I recently needed to call a command whenever there was a push on my Github repo. Since this was related to AWS tasks, I figured aws lambda is a good candidate. Here I will talk about the steps I took to enable all of this using aws lambda, python. As a side note, I will also elaborate on using API gateway to call upon the lambda itself.

In a nutshell, what I will talk about:

  • Create SNS Topic
  • Create IAM user who can Publish
  • Setup GitHub webhook
  • Create Lambda function
  • Setup API Gateway url that can call lambda function

Create SNS Topic

Go to AWS Console and click on Create Topic.

Creating an API

Creating an API

Note down the ARN because you will need that. In my case it is something like arn:aws:sns:ap-northeast-1:XXXXXXXXXXXX:commits_1

Create IAM user

We need to setup an IAM user who can publish onto this SNS we just created. As a shortcut you can just create a simple user and initialize it with full access rights for testing purposes.

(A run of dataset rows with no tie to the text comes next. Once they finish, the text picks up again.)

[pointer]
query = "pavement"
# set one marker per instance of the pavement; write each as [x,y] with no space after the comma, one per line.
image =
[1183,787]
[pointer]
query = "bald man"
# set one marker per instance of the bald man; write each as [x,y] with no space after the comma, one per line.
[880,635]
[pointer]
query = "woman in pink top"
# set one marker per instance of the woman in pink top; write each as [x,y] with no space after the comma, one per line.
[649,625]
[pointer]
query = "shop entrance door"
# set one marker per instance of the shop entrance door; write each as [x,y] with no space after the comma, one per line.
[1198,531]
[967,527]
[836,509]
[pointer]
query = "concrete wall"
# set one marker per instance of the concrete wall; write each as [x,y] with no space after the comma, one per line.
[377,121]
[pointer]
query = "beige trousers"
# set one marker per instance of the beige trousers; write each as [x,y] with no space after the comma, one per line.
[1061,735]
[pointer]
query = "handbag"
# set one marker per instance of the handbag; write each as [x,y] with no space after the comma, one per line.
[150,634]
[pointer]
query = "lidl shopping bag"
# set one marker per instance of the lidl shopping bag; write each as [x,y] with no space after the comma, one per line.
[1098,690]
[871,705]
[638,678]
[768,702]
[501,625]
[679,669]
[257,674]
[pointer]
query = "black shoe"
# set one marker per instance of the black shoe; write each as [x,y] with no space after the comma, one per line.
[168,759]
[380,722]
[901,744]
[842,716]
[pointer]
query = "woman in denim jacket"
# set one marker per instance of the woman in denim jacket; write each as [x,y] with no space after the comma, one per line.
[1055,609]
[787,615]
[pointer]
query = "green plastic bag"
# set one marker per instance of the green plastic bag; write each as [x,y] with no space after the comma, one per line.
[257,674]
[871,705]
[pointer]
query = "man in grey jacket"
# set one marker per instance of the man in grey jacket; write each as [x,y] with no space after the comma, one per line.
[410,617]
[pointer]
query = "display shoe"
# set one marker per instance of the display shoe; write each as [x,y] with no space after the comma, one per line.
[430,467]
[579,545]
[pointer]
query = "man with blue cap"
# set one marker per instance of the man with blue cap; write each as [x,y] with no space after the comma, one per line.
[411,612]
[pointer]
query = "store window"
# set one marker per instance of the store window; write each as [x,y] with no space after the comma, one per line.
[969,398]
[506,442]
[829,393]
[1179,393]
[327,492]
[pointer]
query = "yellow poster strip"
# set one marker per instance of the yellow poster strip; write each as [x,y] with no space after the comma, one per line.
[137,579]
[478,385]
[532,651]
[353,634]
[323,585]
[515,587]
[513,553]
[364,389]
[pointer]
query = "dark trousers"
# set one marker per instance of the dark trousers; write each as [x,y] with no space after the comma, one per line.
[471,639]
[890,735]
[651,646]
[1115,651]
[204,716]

Once on IAM page click on “Create New Users” button at the top.

Creating new IAM user

Creating new IAM user

It will then allow you to download credentials if you want

Creating new IAM user

Creating new IAM user

Add permissions

Once an IAM user is created, by default there are no permissions attached to the account. You can add permissions by going to permissions tab and clicking on “Attach Policy” button.

Attach Policy

Attach Policy

Setup GitHub webhook

We need to assign a webhook for each Git commit. So let’s do the following:

  • Navigate to your GitHub repo
  • Click on “Settings” in the sidebar of that repo
    • It has to be an actual repo settings, not profile settings
  • Click on “Webhooks & Services”
  • Click the “Add service” dropdown, then click “AmazonSNS”
    • You will need the account details for the IAM user you just created
    • The trigger will be delegated through this given IAM user

Add SNS Webhook

Add Account details from IAM user

Create Lambda function

Now that we have creater a user, assigned a trigger on Github, we need to create a function that will be run on an actual trigger. Let’s create a lambda function by going to AWS Lambda and clicking on “Create a Lambda Function”.

Filter by SNS in the given samples because we want to see SNS functions.

Ensure that you select your SNS as the event source.

Create a Lambda function with the following code:

import json
print('Loading function')

def lambda_handler(event, context):
    print("Received event: " + json.dumps(event, indent=2))
    message = event['Records'][0]['Sns']['Message']
    print("From SNS: " + message)
    return message
Python code

Python code

Testing the setup so far

Testing GitHub webhook

Now that we have setup Lambda, SNS, and Github so far, it is time to test the setup.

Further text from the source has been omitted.